Unlocking Cloud Efficiency: AWS Reveals AI-Driven Operations

The cloud ops landscape is evolving at lightning speed ⚡ from simple web servers to serverless functions and now, the explosion of AI workloads. 🤯

Hosts Daniel Newman and Patrick Moorhead are joined by Amazon Web ServicesNandini Ramani, Vice President of Search and Cloud Ops, on this episode of Six Five On The Road at AWS re:Invent, for a conversation on AWS’s latest innovations in cloud operations, spotlighting the integration of AI and machine learning to elevate efficiency and performance.

Their discussion covers:
– The evolution of cloud operations challenges over the years and AWS’s approach to addressing them
– Lessons learned from AWS’s 17+ years in operation and their impact on the development of cloud services
– Integrating AI and machine learning in cloud operations for enhanced efficiency and performance
– An introduction to the Ops-i-tron concept and its significance in cloud operations
– Exploring the new “Explore Related” button and its role in simplifying troubleshooting across interconnected services

Learn more at Amazon Web Services.

Watch the video below, and be sure to subscribe to our YouTube channel, so you never miss an episode.

Transcript

Patrick Moorhead: The Six Five is On The Road here in Las Vegas. We are at AWS re:Invent 2024. Dan, the conversation has been unsurprisingly about AI, different ways to slice it, just different ways to operationalize it. Just getting ready for this gigantic enterprise swell of AI that I think both our firms have estimated is a little bit off.

Daniel Newman: Yeah. Well, I think a lot of people are starting to get the fatigue of hype. And what they’re starting to look for is pragmatism. They want to understand where does this technology really help drive the enterprise. We hear these astounding numbers, 20 trillion of economic opportunity, 25 trillion. I’ve heard some gigantic numbers. You’re hearing half a trillion dollars of spend just on the chips in the next handful of years. But in the end, a lot of this starts to be about how we experience things.

Patrick Moorhead: It is, and enterprises are trying to get their data estate in line, questions about security, questions about governance. And then doing AI at scale or any scale, you have to be able to operationalize it. IT ops we cannot forget because that basically keeps everything moving. And if you don’t put that into your strategy with AI, you’re going to not be able to do this. And I can’t imagine a better person to talk about this, Nandini, welcome to The Six Five.

Nandini Ramani: Thank you for having me. Looking forward to this chat.

Patrick Moorhead: Yeah, let’s talk about IT ops at scale.

Daniel Newman: Of course, it’s been a really exciting week. It’s a fire hose and everybody kind of knows that, that is the AWS, so much engineering prowess, so much pedigree in this particular space. But yeah, as we see all this data move to the cloud, we see all these workloads, you got to keep it up and running.
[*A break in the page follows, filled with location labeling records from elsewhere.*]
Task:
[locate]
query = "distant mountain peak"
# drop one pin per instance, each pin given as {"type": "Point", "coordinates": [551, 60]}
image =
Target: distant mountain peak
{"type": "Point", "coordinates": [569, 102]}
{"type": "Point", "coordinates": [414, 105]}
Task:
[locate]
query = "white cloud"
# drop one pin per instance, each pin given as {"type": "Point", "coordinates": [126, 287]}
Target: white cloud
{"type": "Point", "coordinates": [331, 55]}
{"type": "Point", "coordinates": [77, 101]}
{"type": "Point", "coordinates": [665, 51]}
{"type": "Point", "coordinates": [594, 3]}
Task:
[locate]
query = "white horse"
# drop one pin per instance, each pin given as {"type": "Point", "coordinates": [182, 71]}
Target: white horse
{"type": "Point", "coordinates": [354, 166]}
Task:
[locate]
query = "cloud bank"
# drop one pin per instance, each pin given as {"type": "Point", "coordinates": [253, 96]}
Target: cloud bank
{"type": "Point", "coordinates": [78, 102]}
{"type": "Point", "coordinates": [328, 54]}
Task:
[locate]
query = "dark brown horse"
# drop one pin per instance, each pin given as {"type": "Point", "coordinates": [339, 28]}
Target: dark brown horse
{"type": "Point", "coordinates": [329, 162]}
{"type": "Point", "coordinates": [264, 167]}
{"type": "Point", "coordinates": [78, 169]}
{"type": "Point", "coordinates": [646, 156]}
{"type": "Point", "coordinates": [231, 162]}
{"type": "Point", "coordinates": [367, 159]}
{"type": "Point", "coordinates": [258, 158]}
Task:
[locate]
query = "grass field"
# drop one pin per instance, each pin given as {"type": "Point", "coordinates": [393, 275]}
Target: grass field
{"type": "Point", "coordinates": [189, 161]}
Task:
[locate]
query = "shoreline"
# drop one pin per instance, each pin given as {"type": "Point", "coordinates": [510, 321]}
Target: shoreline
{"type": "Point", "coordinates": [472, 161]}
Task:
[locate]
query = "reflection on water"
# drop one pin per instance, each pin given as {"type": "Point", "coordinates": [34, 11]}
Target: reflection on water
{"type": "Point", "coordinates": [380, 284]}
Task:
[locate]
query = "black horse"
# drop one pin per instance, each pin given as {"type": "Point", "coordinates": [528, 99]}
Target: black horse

And I know you gave a talk, you talked about … by the way, I think you had three challenges and I always love this. What keeps you up at night? CIOs, CTOs, CISOs-

Patrick Moorhead: Operators.

Daniel Newman: They are awake at night trying to figure out how do they make ll these cool features that we like to talk about work. So give a little bit of that background of what’s keeping them awake and how’s that changing in this era?

Nandini Ramani: That’s a great question. So when you think about the complexity these days, you started off with staggering numbers just in terms of compute, the spend that’s coming with Gen AI, et cetera. So if you think about the trajectory of where we started and where we are, we had simple days where you had one box, maybe one for load balancing redundancy, you ran a web server on it and you were off to the races. Then we got to EC-II as compute, then we went to EKS, ECS. And now serverless with ephemeral little workloads that spin up, disappear. You have no idea where things are running. But it lets you scale. It lets you do so much more than you could initially. So I always ask our customers, what keeps you up at night? And it’s a trifecta, if you will. Number one, they want their operations to scale as their business scales.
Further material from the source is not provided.